Actor-Network-Theory starts from the assumption that all the ways in which we have hithereto understood actors – as natural, social or constructed – are inadequate in an age in which technology plays such an important role (Latour 1996). Instead, Latour and others have suggested to think of humans and things as networks – or associations – which form an integrated whole. The argument is not, that they are the same. But the argument goes so far, I believe, to argue that there is no reasonable way to differentiate between the ways things and technologies shape the world an the way in which we humans do. In fact, they are so intermingled, that we can never attribute an action purely to one or the other. My personal favourite is the example of the door:
“Walls are a nice invention, but if there were no holes in them, there would be no way to get in or out; they would be mausoleums or tombs. The problem is that, if you make holes in the walls, anything and anyone can get in and out (bears, visitors, dust, rats, noise). So architects invented this hybrid: a hole-wall, often called a door, which, although common enough has always struck me as a miracle of technology. The cleverness of the invention hinges upon the hinge-pin: instead of driving a hole through walls with a sledge hammer gently push the door (I am supposing here that the lock has not been invented; this would over-complicate the already highly complex story of this door). Furthermore, and here is the real trick, once you have passed through the door, you do not have to find trowel and cement to rebuild the wall you have just destroyed; you simply push the door gently back (I ignore for now the added complication of the “pull” and “push” signs).” (Johnson 1988: 298)
The door, in other words, ‘acts’ in the sense that it is replacing and thereby transforming the action of biological and social actors. This effect may well be used to create certain behaviours – for example when hotel keys are given out with large heavy metal objects hanging from them to make people remember not to take them home…

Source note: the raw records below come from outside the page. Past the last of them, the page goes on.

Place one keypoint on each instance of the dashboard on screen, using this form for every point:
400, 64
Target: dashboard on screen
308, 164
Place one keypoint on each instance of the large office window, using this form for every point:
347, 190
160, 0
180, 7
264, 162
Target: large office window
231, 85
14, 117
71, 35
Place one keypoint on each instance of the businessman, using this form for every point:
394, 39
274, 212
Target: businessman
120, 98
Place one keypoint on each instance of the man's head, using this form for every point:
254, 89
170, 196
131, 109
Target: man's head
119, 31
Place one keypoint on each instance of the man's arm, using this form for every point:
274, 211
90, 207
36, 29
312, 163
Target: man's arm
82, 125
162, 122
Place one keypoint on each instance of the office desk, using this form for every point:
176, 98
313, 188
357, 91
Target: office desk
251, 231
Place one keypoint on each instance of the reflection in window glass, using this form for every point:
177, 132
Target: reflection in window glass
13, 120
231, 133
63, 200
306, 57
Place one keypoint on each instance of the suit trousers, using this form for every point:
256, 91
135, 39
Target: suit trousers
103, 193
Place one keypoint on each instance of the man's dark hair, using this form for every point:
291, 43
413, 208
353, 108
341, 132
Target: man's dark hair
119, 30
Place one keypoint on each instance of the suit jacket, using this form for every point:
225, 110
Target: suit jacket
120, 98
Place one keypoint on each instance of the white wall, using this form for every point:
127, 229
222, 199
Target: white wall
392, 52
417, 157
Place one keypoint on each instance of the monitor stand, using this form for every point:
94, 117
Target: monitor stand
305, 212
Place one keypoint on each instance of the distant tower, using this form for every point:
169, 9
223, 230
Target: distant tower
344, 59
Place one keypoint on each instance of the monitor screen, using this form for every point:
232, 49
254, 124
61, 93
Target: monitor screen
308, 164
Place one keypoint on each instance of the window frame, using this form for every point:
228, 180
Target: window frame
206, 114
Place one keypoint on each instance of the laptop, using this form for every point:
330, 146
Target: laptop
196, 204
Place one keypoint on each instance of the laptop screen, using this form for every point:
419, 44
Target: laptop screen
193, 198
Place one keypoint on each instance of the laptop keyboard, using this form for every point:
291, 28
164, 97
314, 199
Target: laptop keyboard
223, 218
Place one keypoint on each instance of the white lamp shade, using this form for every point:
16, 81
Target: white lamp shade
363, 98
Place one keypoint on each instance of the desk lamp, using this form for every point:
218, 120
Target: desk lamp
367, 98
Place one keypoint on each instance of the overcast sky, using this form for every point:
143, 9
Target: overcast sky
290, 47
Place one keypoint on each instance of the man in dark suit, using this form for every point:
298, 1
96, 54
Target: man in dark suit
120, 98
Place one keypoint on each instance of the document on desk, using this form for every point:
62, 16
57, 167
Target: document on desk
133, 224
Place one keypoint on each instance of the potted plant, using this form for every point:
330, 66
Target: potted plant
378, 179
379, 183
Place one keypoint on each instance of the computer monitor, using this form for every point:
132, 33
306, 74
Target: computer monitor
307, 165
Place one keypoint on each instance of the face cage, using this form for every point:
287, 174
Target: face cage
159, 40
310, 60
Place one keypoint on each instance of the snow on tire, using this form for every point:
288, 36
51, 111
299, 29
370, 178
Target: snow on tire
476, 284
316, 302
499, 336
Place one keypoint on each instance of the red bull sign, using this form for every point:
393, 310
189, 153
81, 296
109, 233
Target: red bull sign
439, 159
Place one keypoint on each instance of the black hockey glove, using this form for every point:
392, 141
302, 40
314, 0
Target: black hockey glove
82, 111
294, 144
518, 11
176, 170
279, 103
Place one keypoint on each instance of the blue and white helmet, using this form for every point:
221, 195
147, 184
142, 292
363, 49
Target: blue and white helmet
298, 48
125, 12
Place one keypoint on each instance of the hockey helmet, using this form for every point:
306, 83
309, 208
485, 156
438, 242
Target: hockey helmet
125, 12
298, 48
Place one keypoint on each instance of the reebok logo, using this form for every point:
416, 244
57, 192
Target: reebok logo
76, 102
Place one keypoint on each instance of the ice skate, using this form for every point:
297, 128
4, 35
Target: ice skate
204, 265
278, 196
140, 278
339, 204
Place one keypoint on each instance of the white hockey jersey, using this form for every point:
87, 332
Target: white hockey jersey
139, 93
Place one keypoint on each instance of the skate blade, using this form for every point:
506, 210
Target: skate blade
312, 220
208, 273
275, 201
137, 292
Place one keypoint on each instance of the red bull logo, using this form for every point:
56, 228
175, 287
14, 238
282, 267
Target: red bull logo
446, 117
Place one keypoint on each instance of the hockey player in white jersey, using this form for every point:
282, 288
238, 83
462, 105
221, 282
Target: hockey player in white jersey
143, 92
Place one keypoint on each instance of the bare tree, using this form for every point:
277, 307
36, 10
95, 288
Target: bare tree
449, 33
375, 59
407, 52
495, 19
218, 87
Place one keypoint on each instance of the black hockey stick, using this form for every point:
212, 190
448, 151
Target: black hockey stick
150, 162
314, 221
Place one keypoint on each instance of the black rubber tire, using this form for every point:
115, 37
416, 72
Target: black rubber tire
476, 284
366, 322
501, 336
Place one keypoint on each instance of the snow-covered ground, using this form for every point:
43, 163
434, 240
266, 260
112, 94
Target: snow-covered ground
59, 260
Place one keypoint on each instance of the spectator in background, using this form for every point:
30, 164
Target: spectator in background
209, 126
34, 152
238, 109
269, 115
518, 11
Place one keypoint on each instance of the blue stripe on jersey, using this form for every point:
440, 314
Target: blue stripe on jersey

So far, so simple. In a way, this kind of thinking is just one variation of the ways in which human-technology interaction has been described in Science and Technology Studies, the strand of sociology focusing on just such interactions. It comprises a broad spectrum of ideas, from more deterministic perspectives to the favouring of social construction. However, ANT has its own distinct perspective. We must rethink any social actors ability to act and consider the ways in which we encounter technology that – in fact – acts upon us. To a reader pof Foucault, of course, this is no entirely alien idea. The panopticon may well be viewed as a a technological representation of the surveillance society. However, with Foucault that is as far as this goes. Latour (with Callon and others) goes further and asks us to consider society not as constituted by social actors but think instead of associations.
In a way this asks us to abandon the idea of a natural self. The individual is inseparable not just from the next individual or its social relations (as in constructivism), but also inseparable from the material objects that surround us. It is not so much that we are cyborgs but that we must acknowledge that our being cannot be understood unless we think of ourselves as part of associations of things and humans/animals. Our mobile phones are mediating and shaping our social interactions – and we would be different if they did not exists.
Of course, thinking of my phone as doing something rather than a tool is challenging and slightly disturbing. It has its charms, though. And the anthropomorhisms we use with regard to many technological objects are an indicator that the whole idea is not as counter-intuitive as one might suspect: Computers can have bad days, traffic lights have it in for you and the printer usually tries to screw you over just when that paper is due – like they knew. Surely, this does not mean that the theory is useful with regard to scientific analysis of social and political phenomena.
Latour’s analyses, interestingly, do not focus on current network technologies – he works with much simpler and seemingly antiquated examples. However, in one paper he addresses the issue of globalization and clarifies some things with regard to the ways in which ANT relates to the problems we look at in political science. He raises one question, that I find most interesting:
“Is space this inside which reside objects and subjects? Or is space one of the many connections made by objects and subjects?” (Latour 2009: 142)
What if we are all constituted by the connections we make – and if we consider these might be very different in nature – space, time, function, emotion etc? How would that work? And how is it different from other ways of making the self? This is what I would be most interested in.